Yaptığımız ya da yapacağımız iş ne olursa olsun samimiyetle sarılır ve sonuca odaklı çalışırsak mutlaka başarılı olabileceğiz. Ama bu bütün işlerimiz için böyledir. Önce inanacağız sonra da dört elle halis bir şekilde işimizi ne şekilde yapacağımız konusunda kendimize bir rota çizersek mutlaka istediğimiz sonucu elde edebiliriz.
Yapacağımız iş çok basit bir iş de olsa eğer hafife alır da umursamaz davranırsak başarı beklemeye de hakkımız olmaz. Kesinlikle azimli ve ihlaslı bir işin başarısızlıkla sonuçlanması mümkün değildir. Olsa da olur olmasa da olur düşüncesiyle bir işe başlarsak başarıya ulaşmamız da çok zor olacaktır.
Tabiî ki grup halinde yapılan işlerde ihlasın ve gayretin önemi daha da farklı olacaktır. Hepimizin bildiği gibi bir futbol maçında kalecinin bir forvet gibi oynaması beklenemez ve anormal bir durumdur. Forvetin görevi gol atmak, kalecinin görevi gol yememektir. Maça çıkarken bunun bilincinde olan takımın her ferdi üzerine düşeni yapar ve samimiyetle maça odaklanırsa tabiî ki de başarı kaçınılmaz olacaktır.
Eskiden imece usulü halkımız arasında bir yardımlaşma biçimi idi.

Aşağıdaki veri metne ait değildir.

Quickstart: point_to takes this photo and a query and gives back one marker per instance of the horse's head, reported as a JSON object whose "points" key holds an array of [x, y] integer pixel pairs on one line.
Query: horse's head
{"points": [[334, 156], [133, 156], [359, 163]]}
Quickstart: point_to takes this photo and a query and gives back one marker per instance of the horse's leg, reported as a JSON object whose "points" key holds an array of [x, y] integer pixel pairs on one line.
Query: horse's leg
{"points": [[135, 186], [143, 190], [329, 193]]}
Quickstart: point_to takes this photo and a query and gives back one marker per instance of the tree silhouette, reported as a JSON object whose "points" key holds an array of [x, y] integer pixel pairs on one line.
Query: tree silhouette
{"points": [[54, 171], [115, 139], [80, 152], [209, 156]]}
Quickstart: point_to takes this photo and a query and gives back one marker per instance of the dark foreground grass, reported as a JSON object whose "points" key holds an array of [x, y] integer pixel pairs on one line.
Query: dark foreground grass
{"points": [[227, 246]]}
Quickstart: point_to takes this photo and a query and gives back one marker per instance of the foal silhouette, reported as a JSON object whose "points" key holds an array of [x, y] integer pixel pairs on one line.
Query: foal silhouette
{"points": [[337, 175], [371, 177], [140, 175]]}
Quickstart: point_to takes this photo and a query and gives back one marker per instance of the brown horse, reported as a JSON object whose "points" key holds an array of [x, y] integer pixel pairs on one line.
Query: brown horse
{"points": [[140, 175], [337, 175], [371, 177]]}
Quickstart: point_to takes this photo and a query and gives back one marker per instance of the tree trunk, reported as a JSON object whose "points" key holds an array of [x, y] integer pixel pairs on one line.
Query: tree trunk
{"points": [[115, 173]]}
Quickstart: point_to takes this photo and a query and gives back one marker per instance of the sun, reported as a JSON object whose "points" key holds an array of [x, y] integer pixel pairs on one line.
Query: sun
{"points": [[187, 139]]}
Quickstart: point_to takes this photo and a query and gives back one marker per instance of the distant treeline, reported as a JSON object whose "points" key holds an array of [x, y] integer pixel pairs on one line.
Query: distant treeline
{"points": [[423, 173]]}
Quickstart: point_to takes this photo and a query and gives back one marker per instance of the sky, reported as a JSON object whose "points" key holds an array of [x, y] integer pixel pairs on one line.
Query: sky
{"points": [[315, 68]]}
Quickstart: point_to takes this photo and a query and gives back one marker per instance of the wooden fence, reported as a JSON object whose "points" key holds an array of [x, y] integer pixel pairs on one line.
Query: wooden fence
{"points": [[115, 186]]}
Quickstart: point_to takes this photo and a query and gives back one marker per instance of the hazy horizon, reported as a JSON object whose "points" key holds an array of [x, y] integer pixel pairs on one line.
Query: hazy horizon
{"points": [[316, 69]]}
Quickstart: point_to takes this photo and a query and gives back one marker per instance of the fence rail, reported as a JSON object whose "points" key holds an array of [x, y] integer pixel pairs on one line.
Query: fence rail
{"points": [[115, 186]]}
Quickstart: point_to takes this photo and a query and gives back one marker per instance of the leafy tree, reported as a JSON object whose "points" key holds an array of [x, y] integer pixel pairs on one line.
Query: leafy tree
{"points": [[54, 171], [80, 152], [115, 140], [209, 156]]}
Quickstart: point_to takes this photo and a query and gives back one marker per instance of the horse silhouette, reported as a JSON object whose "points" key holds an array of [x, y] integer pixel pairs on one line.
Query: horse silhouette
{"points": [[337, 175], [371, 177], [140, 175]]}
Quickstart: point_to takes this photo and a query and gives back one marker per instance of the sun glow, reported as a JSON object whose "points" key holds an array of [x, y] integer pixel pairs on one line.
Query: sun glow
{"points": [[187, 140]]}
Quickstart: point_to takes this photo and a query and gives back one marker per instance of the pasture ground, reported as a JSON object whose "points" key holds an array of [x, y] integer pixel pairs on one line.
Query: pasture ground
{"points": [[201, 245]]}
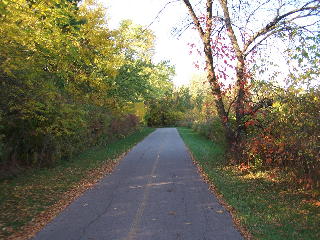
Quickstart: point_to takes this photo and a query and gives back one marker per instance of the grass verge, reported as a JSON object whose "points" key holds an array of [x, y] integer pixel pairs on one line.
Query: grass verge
{"points": [[31, 200], [265, 206]]}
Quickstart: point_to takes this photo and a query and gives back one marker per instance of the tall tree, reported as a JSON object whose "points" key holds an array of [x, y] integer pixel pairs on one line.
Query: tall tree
{"points": [[237, 33]]}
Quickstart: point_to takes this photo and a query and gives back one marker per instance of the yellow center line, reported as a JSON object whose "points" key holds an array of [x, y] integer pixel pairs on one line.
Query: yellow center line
{"points": [[137, 219]]}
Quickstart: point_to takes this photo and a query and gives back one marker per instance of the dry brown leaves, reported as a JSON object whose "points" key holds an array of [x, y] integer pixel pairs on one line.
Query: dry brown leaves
{"points": [[40, 221], [242, 229]]}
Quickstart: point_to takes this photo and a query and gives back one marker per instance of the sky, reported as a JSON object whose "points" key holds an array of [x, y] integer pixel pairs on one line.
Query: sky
{"points": [[167, 46]]}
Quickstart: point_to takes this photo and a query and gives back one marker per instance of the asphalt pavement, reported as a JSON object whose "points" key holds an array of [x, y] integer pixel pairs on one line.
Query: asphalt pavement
{"points": [[155, 193]]}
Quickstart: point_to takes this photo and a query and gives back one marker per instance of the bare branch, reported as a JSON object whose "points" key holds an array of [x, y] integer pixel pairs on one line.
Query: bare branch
{"points": [[273, 24], [194, 18]]}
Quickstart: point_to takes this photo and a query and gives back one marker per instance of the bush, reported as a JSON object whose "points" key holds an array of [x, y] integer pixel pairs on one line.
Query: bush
{"points": [[212, 129], [290, 136]]}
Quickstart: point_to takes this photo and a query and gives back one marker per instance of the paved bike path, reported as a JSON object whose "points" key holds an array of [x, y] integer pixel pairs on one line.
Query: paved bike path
{"points": [[155, 193]]}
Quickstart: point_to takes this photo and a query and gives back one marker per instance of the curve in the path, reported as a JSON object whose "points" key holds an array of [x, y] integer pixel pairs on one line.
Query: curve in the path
{"points": [[155, 193]]}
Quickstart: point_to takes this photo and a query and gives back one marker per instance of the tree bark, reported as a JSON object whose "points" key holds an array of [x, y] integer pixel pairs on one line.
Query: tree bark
{"points": [[205, 36]]}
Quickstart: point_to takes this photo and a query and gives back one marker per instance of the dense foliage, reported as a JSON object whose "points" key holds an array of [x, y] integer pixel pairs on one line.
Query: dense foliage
{"points": [[68, 81]]}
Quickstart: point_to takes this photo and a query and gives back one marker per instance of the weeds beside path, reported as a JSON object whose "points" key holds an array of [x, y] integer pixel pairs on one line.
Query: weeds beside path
{"points": [[29, 201], [268, 207]]}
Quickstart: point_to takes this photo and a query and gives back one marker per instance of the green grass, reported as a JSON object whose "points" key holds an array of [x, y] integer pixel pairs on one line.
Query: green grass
{"points": [[24, 197], [267, 208]]}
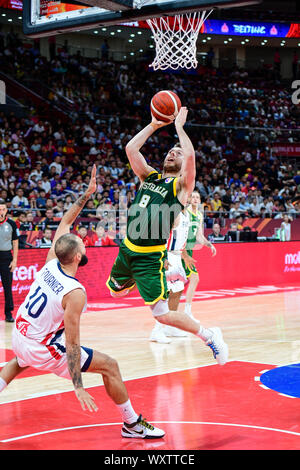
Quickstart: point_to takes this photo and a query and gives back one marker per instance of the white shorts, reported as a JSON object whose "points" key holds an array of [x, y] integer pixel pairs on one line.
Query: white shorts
{"points": [[51, 358], [175, 275]]}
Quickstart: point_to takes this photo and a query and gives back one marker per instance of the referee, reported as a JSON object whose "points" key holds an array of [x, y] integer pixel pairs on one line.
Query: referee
{"points": [[9, 246]]}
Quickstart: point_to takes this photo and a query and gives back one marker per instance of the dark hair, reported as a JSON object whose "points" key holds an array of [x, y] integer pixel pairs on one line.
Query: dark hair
{"points": [[66, 248]]}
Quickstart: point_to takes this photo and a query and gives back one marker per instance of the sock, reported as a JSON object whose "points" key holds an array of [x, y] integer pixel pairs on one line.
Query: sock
{"points": [[3, 384], [188, 308], [204, 333], [128, 414]]}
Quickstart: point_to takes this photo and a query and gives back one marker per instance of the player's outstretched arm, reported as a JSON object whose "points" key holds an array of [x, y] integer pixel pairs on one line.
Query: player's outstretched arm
{"points": [[186, 181], [69, 217], [73, 305], [204, 241], [137, 161]]}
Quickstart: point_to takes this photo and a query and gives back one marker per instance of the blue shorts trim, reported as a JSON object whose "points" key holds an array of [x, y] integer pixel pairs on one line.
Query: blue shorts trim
{"points": [[87, 363]]}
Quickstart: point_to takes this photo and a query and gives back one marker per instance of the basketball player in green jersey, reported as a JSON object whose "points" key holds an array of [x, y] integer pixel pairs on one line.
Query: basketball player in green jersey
{"points": [[196, 235], [142, 254]]}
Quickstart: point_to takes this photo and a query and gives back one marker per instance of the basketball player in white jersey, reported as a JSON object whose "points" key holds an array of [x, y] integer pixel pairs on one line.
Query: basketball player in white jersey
{"points": [[46, 333], [175, 275]]}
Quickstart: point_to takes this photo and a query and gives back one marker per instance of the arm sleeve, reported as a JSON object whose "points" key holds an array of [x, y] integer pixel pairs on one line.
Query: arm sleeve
{"points": [[15, 231]]}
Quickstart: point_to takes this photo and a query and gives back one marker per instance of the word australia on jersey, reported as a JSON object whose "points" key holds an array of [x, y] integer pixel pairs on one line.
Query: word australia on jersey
{"points": [[153, 211]]}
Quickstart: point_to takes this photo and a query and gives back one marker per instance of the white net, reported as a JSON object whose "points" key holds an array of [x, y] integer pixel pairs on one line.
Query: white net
{"points": [[176, 40]]}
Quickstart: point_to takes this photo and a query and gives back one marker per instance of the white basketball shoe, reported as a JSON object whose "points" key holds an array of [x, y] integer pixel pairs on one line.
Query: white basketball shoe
{"points": [[218, 346], [141, 429]]}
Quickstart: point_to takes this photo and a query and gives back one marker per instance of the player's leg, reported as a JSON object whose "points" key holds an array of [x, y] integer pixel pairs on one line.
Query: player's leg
{"points": [[173, 303], [134, 425], [9, 372], [193, 283], [211, 336], [193, 278]]}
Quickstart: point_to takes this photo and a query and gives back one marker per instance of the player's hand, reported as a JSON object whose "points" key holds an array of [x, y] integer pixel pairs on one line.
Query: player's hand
{"points": [[86, 400], [189, 261], [93, 182], [213, 250], [181, 117], [157, 124]]}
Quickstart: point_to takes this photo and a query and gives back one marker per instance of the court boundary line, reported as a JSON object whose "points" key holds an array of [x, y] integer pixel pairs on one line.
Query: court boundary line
{"points": [[263, 428]]}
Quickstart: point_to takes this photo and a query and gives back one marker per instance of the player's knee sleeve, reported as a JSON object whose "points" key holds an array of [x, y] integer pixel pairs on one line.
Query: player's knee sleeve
{"points": [[160, 308], [123, 293]]}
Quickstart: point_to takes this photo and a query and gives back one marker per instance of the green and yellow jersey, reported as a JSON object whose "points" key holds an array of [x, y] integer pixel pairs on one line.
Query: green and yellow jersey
{"points": [[152, 214]]}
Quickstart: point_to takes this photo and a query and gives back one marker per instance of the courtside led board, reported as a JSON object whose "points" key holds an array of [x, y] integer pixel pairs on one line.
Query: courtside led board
{"points": [[44, 18]]}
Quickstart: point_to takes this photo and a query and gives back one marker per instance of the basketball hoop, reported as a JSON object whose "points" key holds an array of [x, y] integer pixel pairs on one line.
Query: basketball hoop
{"points": [[176, 38]]}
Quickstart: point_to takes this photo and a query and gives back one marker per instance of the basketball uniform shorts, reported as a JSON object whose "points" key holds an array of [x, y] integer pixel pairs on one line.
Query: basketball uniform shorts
{"points": [[193, 269], [51, 357], [175, 275], [144, 270]]}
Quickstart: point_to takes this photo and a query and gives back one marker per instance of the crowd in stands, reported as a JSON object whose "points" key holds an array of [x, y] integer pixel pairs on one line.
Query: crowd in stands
{"points": [[234, 118]]}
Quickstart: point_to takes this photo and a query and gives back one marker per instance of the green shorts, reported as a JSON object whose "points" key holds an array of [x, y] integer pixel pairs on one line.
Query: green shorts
{"points": [[189, 271], [141, 267]]}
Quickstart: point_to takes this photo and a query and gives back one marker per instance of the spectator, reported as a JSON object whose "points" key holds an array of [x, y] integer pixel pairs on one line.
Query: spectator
{"points": [[83, 234], [29, 223], [233, 233], [20, 200], [235, 210], [215, 235], [46, 240], [100, 238], [216, 203], [41, 200], [49, 221], [285, 233]]}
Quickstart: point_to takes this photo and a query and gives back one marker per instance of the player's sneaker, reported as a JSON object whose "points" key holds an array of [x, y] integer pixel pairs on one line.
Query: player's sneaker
{"points": [[158, 335], [218, 346], [141, 429], [172, 331]]}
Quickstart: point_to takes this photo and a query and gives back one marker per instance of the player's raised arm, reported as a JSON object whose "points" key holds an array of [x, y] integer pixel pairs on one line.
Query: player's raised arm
{"points": [[137, 161], [69, 217], [186, 181]]}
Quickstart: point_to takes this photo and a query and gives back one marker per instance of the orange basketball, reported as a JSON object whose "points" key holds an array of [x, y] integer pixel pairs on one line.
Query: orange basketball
{"points": [[165, 105]]}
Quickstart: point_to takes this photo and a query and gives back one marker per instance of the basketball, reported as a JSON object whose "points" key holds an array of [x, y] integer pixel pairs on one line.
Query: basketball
{"points": [[165, 105]]}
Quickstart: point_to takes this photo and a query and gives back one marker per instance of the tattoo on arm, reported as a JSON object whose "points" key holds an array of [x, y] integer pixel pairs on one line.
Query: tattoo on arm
{"points": [[73, 357], [82, 200]]}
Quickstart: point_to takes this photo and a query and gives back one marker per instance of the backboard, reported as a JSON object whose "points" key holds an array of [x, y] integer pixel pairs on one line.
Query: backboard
{"points": [[46, 18]]}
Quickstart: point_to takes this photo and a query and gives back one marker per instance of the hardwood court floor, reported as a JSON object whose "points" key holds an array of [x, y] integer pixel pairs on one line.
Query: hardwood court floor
{"points": [[178, 386]]}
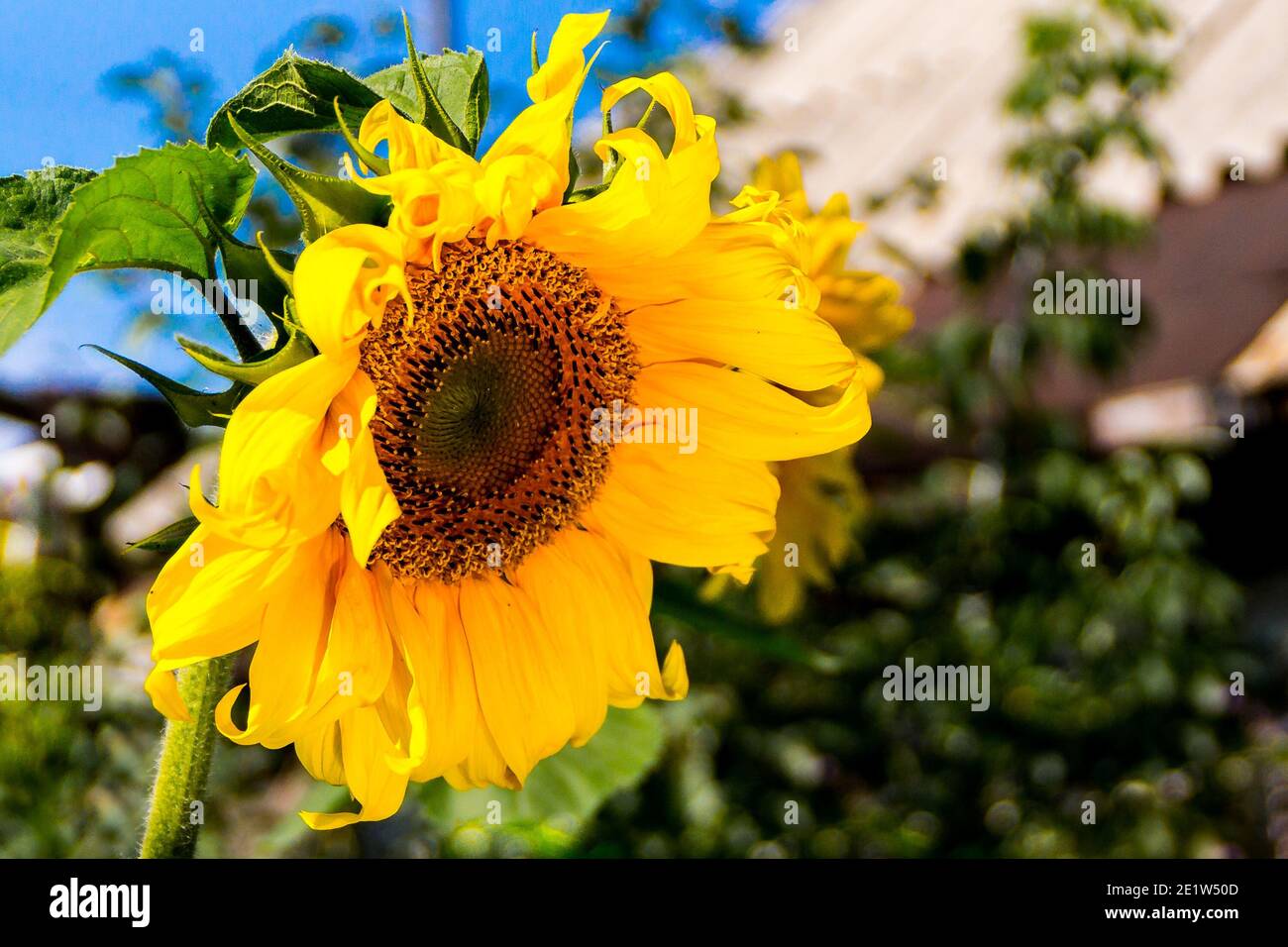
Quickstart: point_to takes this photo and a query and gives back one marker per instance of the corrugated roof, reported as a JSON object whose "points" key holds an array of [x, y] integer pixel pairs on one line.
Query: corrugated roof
{"points": [[879, 88]]}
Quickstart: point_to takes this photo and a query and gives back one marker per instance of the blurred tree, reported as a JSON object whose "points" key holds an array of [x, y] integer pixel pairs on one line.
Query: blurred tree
{"points": [[1076, 579]]}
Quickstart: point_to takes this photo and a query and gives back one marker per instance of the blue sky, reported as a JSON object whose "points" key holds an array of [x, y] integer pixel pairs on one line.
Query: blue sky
{"points": [[52, 67]]}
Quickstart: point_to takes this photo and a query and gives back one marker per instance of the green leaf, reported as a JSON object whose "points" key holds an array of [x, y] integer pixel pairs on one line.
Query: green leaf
{"points": [[194, 408], [145, 211], [294, 350], [447, 93], [571, 785], [167, 539], [258, 265], [323, 202], [30, 206], [291, 95]]}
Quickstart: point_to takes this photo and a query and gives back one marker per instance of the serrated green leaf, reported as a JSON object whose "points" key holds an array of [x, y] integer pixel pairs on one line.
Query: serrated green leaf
{"points": [[143, 211], [194, 408], [167, 539], [447, 93], [294, 350], [256, 265], [325, 204], [368, 158], [291, 95], [30, 206], [571, 785]]}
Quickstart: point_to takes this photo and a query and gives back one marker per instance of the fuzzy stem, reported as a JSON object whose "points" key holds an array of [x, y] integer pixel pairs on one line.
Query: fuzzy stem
{"points": [[184, 764]]}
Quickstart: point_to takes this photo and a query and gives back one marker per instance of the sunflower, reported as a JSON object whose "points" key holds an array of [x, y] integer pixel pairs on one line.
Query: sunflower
{"points": [[439, 551], [822, 496]]}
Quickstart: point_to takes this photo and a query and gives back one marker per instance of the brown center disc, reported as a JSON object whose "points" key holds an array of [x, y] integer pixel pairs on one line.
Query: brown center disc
{"points": [[484, 393]]}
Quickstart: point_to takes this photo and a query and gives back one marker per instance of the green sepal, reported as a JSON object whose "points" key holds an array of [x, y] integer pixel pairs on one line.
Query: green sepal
{"points": [[277, 262], [323, 202], [167, 539], [430, 111], [194, 408], [291, 95], [295, 348]]}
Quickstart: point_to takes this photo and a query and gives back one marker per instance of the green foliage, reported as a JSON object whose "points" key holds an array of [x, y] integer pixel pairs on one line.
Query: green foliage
{"points": [[146, 211], [30, 206], [565, 789], [1077, 579], [294, 350], [194, 408], [323, 202], [290, 97]]}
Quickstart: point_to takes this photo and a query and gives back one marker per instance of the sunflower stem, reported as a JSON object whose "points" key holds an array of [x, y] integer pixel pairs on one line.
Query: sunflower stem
{"points": [[184, 764]]}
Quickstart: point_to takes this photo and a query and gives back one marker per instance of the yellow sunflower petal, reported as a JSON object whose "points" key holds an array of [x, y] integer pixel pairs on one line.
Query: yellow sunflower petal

Burada insanlar yapacakları her iş için samimiyet ve azimle birbirlerine yardım ederler ve neticesinde tek başlarına çok üzün sürede yapabilecekleri ya da tek başlarına yapamayacakları işleri kolayca halledebilirlerdi.
Sözün özü işimiz ne olursa olsun hırsa kapılmadan ancak ihlas ve azimle işimizi yapmaya çalışmalıyız, gerisi zaten başarıya açılan kapıdır.